Andrew Liveris, Dow Chemical’s chief executive officer, reiterated that, rumors aside, on CNBC’s “Squawk Box” that the company isn’t for sale.
“We’re not for sale and we’ve had no discussions about a sale,” Liveris said Thursday. “We’ve had a tremendous amount of rumors, which have been very distracting.”
Last week, Dow Chemical said it fired a senior adviser and a company officer for having unauthorized discussions with third parties about possible sale of the company. Pedro Reinhard, a senior advisor and a member of the board, and Romeo Kreinberg, a company officer were axed, Liveris said in a prepared statement.
However, Liveris said he had a duty to stockholders to consider any future offers.

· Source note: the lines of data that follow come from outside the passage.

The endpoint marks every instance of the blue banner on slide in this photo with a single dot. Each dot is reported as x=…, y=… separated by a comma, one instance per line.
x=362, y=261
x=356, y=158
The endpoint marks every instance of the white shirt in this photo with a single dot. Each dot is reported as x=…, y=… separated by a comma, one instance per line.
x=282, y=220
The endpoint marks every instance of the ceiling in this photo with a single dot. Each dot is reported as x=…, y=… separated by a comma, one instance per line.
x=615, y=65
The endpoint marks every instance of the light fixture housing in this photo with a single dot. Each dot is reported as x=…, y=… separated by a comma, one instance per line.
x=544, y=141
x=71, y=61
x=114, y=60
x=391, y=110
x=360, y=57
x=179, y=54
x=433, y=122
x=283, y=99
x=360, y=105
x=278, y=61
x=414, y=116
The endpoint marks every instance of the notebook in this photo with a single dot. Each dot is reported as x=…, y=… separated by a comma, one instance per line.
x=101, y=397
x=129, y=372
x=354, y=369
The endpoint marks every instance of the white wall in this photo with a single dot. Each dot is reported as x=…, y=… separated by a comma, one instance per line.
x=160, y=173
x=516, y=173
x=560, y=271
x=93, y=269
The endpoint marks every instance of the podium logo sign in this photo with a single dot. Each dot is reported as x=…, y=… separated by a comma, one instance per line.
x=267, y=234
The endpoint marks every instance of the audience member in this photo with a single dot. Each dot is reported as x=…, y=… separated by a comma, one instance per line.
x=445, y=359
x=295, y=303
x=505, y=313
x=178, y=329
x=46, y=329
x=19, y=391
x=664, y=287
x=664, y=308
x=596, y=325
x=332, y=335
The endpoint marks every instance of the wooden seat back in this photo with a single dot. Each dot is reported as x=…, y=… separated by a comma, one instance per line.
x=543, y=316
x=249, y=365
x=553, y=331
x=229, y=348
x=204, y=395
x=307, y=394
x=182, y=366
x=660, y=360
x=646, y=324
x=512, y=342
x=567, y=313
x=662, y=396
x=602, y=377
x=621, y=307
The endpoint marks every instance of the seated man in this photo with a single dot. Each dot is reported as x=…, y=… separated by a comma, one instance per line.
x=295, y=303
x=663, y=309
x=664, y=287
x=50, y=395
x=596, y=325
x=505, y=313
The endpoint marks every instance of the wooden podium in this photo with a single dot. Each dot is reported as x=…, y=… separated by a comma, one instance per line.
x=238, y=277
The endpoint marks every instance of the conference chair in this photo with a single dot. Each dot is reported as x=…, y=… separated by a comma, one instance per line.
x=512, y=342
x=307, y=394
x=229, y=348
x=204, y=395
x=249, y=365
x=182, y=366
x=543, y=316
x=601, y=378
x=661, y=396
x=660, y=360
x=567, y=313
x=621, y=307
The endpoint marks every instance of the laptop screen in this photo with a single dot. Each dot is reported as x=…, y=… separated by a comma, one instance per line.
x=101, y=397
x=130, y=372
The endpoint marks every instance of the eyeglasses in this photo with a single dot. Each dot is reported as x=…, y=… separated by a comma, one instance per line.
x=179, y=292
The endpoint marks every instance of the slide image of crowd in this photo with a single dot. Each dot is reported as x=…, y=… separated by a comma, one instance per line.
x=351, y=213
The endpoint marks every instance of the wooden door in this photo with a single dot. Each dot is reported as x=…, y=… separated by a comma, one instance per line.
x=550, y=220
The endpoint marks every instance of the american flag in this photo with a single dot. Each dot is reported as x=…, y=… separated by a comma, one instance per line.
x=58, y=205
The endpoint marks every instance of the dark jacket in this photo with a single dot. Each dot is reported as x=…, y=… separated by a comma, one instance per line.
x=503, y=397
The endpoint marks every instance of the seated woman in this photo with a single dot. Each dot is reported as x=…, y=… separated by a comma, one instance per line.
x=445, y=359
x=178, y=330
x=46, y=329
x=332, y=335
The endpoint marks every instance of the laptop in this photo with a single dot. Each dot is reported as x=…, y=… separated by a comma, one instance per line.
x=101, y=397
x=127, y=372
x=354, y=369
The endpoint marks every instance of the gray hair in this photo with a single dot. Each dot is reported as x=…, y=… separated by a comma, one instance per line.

“Of course, if an LBO offer – or any offer – came our way, we have a fiduciary duty to consider it,” he said. “We have analyzed our options over and over and over again, (and) we believe a breakup is the worst way to go in terms of shareholder value.”
Liveris said Dow Chemical is a large, integrated company and the “value chains are intertwined.” Therefore, breaking up the company would create “dis-synergies.”
“We’re not opposed to an LBO on principle, but on math,” Liveris said. “If you do a back-of-the-envelope, naive MBA look at this, you’ll come up with some numbers. I’d like to see any alternative numbers compared to the numbers we’ve come out with.”
Liveris said Dow Chemical’s decision to raise its dividend 12% was an effort to be “consistent and predictable in rewarding our shareholders” – not part of a plan to make the company less attractive for a buyout.
In the first quarter, Dow reported earnings of $1 a share, down from $1.24 in the same period a year ago. The company said the decline was due to a decline in licensing revenue.
Liveris said the company is experiencing “double-digit” volume growth in China, the rest of Asia and Latin America.